Hatz auf alle, die anders aussehen

Kein Land in Europa hat in den letzten zehn Jahren mehr Einwanderer angelockt als Spanien – jetzt wird die Regierung in Madrid Nummer eins beim Rausschmeißen. „Wer keine Ausländer verhaftet, darf keine Überstunden abfeiern“, sagt ein Polizist

AUS MADRID REINER WANDLER

James Aweya hatte sich seine Reise anders vorgestellt. Nach einem Vorstellungsgespräch an einem Forschungsinstitut in Madrid wartete der Doktor der Informatik und Elektrotechnik im Flughafen der Hauptstadt auf seinen Rückflug ins kanadische Ottawa. Plötzlich näherte sich ein Grenzbeamter dem aus Ghana stammenden Afrokanadier, überwältigte ihn und legte ihm Handschellen an. Eine Stunde lang wurde er gefesselt festgehalten, während die Beamten seine Identität prüften. Am Ende wurde der 47-Jährige freigelassen.

Selbst wenn er den Job bekäme, will Aweya jetzt nicht mehr nach Spanien zurückkommen. Er ist stattdessen zum Symbol für die seit Wochen anhaltende Jagd auf mutmaßliche Einwanderer ohne Aufenthaltsgenehmigung in Spanien geworden. Spaniens Polizei patrouilliert überall und kontrolliert jeden, der exotisch aussieht. Immigrantenorganisationen sprechen von einer „willkürlichen Hetzjagd“. „Das ist in einem Rechtsstaat nicht zu tolerieren“, heißt es in einem Kommuniqué der Vereinigung Marokkanischer Arbeiter in Spanien (ATIME).
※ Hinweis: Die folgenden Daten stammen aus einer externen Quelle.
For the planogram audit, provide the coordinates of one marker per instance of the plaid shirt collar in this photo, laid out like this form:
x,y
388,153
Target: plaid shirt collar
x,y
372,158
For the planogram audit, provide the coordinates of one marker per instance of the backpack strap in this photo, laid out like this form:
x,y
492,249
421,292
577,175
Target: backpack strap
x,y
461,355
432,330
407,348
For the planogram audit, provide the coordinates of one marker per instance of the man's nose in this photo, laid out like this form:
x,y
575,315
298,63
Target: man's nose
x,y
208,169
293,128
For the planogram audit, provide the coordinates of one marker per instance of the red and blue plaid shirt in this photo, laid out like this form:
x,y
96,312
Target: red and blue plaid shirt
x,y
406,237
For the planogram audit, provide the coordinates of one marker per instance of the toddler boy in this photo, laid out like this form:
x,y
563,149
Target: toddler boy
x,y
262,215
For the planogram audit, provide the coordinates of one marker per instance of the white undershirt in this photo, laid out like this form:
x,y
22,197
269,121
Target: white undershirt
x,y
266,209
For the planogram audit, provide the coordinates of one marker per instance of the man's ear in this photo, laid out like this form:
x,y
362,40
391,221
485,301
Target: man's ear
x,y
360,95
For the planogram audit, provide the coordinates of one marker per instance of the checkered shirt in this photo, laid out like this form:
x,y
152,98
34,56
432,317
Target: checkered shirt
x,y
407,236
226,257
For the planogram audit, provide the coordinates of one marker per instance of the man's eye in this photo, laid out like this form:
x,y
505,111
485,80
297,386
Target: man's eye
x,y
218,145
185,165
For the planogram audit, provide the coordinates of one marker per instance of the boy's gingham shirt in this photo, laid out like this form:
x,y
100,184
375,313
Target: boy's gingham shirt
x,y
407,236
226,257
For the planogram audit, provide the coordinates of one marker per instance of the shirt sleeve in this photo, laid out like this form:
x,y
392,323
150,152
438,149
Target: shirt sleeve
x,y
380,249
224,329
Spanien erlebte in den letzten Jahren einen Einwanderungsboom wie kein zweites Land in der EU. Dank des Baubooms gab es Arbeit. Im Jahr 2000 lebten knapp eine Million Ausländer in Spanien, heute sind es 5,3 Millionen. Hinzu kommen mindestens eine halbe Million „sin papeles“, Ausländer ohne gültige Aufenthaltsgenehmigung. Jetzt wo die Arbeitslosigkeit steige, wolle die Regierung die Ausländer loswerden, beschweren sich die Immigrantenverbände.

Einwanderer aus Nordafrika trifft es besonders hart. So sickerten Dienstanordnungen der Polizei durch, in denen Stadtteilkommissariate bestimmte Festnahmequoten vorgegeben bekamen. In den Anordnungen sei auch festgelegt, aus welchen Herkunftsländern die „Illegalen“ möglichst stammen sollen. Die Rangliste macht sich an den Abschiebekosten fest. Da es nach Marokko per Bus und Schiff geht, sind Nordafrikaner besonders beliebt. Bolivianer hingegen werden laufengelassen: Es gibt keine günstigen Flüge nach La Paz.

Die marokkanische Botschaft in Madrid hat sich inzwischen offiziell beschwert. „Wenn es ein Land gibt, das mit den spanischen Behörden in Sachen Migration zusammenarbeitet, ist es Marokko“, erklärt der marokkanische Botschafter in Madrid, Omar Azziman, gegenüber der spanischen Presse. „Ist dies die Art, uns das zu danken?“

Es handle sich „um ein Missverständnis“ bei den Polizeibehörden, versuchte der sozialistische Innenminister Alfredo Pérez Rubalcaba anlässlich einer vierstündigen Anhörung vor dem spanischen Parlament die Wogen zu glätten: „Irgendjemand hat schlecht gearbeitet, aber nicht der Minister, nicht der Staatssekretär und auch nicht der Polizeidirektor“, sagte er. Man habe keine generelle Jagd auf Ausländer ohne Dokumente angeordnet, sondern eine Kampagne zur „Bekämpfung der Kriminalität“. Nun habe er die umstrittenen Dienstvorschriften ausgesetzt.

„Der Minister lügt“, zitiert die Tageszeitung El Mundo dazu allerdings einen Polizeibeamten aus Madrid: „Wenn wir keine Ausländer verhaften, dürfen wir keine Überstunden abfeiern.“

Trotzdem kommen weiterhin Immigranten in Spanien an. Sobald sich das Wetter auf hoher See beruhigt, gelangen Flüchtlingsboote an die Küsten der Kanarischen Inseln. Erst vergangene Woche kam es dabei wieder einmal zu einer Tragödie, als ein Boot vor der Insel Lanzarote kenterte. 21 Menschen ertranken, darunter 16 Minderjährige. Nur sechs Flüchtlinge überlebten.